Il seminario ha l’obiettivo di fornire informazioni utili a prevenire e contrastare atti di violenza, attraverso il coinvolgimento dei giovani al fine di conseguire un reale cambiamento nella discriminazione attraverso attività formative anti-violenza.

 

La mattinata di confronto e scambio con gli studenti parte dalla restituzione dei dati raccolti, durante l’anno scolastico 2016 – 2017 nell’ambito del progetto di Ricerca del Dipartimento di Psicologia dell’Università degli Studi di Torino e dell’Associazione Volontarie Telefono Rosa Piemonte, attraverso questionario che ha visto la partecipazione anche degli studenti maggiorenni di Alba.

 

 

 

A seguire, sabato 25 novembre dalle ore 15.00 alle ore 19.30 in piazza Michele Ferrero “#menalamusica-MAI-ledonne”, un evento organizzato dalla Consulta comunale per le Pari Opportunità in collaborazione con l’associazione culturale BE•STREET di Alba. L’iniziativa mira a sviluppare nuove sensibilità sulla violenza di genere, con i linguaggi dell’arte, della musica e della danza.

 

Il programma prevede Graffiti Art & Dj Set by Dj Branx & JackLingua “MUSICAisDONNA” alle ore 15.00, poi alle ore 16.00 Breakdance Freestyle + Skateboard a cura delle Girls on Fire; alle ore 17.00 Show Case  Mc Dish & Dj Branx. L’evento si chiude con Dj Calamity Jade & Miss Vaitea + RapFreestyle dalle ore 17.30.

 

 

 

Riparte infine la campagna informativa della Rete Antiviolenza con la distribuzione capillare in città delle brochure con tutte le informazioni sul fenomeno ed i numeri telefonici utili dove chiamare in caso di necessità.

 

 

 

«L’Amministrazione comunale di Alba – spiega l’Assessore comunale alle Pari Opportunità Rosanna Martini –  lavora costantemente per sensibilizzare su  questo grave fenomeno.

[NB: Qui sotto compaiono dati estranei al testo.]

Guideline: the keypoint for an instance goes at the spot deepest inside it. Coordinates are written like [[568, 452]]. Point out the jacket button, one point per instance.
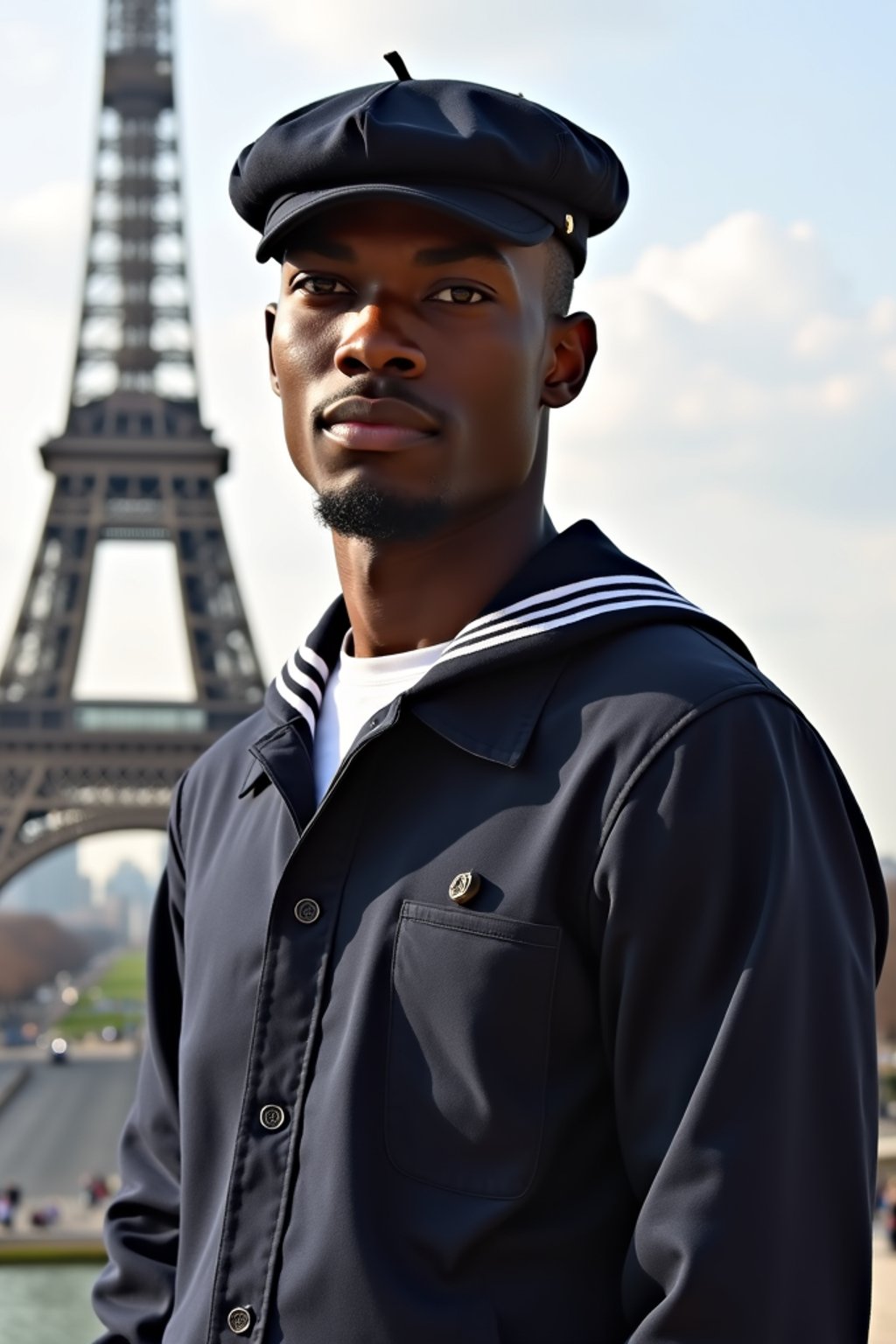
[[240, 1320], [306, 912], [273, 1117], [464, 887]]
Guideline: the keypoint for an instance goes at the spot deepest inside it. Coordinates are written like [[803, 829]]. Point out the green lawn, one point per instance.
[[115, 1000]]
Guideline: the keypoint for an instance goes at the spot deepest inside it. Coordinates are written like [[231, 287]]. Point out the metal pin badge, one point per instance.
[[464, 887]]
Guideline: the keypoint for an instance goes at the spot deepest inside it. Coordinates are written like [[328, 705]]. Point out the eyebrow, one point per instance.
[[426, 257], [462, 252]]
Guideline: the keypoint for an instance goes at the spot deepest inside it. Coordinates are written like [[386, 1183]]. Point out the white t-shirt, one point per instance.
[[356, 690]]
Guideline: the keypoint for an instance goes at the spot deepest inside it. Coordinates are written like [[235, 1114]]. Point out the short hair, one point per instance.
[[559, 278]]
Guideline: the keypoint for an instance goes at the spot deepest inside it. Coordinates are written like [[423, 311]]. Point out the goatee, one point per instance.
[[364, 511]]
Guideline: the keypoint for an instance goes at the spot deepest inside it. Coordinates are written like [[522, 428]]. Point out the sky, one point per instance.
[[738, 429]]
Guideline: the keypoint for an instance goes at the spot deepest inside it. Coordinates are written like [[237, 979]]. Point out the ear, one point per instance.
[[270, 318], [571, 346]]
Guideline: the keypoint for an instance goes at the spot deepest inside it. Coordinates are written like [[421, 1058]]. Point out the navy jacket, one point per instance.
[[626, 1093]]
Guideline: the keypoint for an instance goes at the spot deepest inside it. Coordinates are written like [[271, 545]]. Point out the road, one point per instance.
[[63, 1124]]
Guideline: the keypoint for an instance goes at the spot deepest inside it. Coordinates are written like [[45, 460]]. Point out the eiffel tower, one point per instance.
[[135, 463]]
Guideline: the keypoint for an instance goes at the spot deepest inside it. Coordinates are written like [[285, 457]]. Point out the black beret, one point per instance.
[[489, 158]]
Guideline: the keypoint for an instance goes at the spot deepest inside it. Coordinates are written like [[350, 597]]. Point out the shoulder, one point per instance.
[[215, 780], [642, 690]]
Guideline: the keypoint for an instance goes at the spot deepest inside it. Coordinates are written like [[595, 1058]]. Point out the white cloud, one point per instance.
[[508, 29], [43, 217], [743, 358]]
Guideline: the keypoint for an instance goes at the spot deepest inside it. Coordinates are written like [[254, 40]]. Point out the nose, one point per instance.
[[374, 343]]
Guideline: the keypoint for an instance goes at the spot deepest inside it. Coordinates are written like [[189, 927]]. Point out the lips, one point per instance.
[[382, 424]]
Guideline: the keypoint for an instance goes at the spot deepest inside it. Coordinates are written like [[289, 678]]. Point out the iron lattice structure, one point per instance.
[[135, 463]]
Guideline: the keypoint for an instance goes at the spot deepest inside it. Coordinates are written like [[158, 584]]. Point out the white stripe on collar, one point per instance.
[[604, 597], [526, 632], [567, 591], [303, 679]]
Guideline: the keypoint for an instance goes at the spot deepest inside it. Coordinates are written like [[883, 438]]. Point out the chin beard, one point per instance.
[[363, 511]]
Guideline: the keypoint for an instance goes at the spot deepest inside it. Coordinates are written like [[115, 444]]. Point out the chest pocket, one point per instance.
[[468, 1050]]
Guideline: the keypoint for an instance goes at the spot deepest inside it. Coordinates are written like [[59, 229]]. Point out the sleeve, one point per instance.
[[133, 1296], [742, 897]]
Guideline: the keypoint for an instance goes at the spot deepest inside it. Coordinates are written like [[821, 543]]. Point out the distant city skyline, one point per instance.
[[738, 433]]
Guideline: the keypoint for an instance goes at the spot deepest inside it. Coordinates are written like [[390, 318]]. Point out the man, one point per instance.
[[512, 977]]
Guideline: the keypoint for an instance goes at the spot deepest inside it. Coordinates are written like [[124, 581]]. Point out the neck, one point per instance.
[[410, 594]]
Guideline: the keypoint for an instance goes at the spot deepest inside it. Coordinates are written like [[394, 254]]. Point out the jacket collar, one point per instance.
[[578, 586]]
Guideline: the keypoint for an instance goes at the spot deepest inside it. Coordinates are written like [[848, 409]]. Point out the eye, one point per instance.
[[320, 286], [459, 295]]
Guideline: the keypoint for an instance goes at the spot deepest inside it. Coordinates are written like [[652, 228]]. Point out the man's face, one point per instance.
[[410, 355]]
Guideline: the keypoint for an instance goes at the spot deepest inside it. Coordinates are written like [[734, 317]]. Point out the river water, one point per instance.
[[47, 1304]]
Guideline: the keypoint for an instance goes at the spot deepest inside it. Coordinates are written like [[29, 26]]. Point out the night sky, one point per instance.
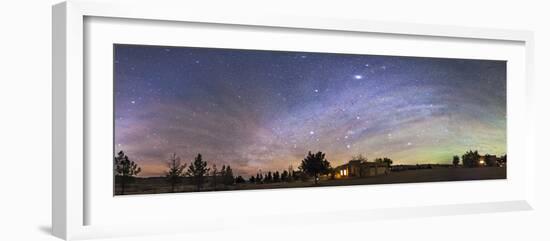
[[265, 110]]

In settembre ed ottobre insieme a tutti gli attori della “Rete territoriale a tutela delle donne vittime di violenza e dei loro bambini”, con la collaborazione del Consorzio Socio Assistenziale Alba Langhe e Roero e dell’associazione “Mai più Sole”, si è svolto un percorso formativo rivolto agli operatori dei servizi che aderiscono alla locale Rete Antiviolenza. Lavoriamo molto realizzando iniziative rivolte soprattutto ai giovani nelle scuole per creare una coscienza verso un problema che purtroppo non conosce differenze sociali, economiche e culturali, di età, di religione o di razza. Per questo è importante fare rete costruendo una comunità educante che possa contrastare e prevenire il fenomeno della violenza sulle donne ancora molto presente, anche in una società evoluta come la nostra».

 

 

 

«La Consulta comunale per le Pari Opportunità di Alba – spiega il Presidente Ivana Sarotto –  da anni lavora al fianco della città perché  si attui quel mutamento culturale teso a modificare quei meccanismi frutto di stereotipi che spesso degenerano nelle varie facce della violenza».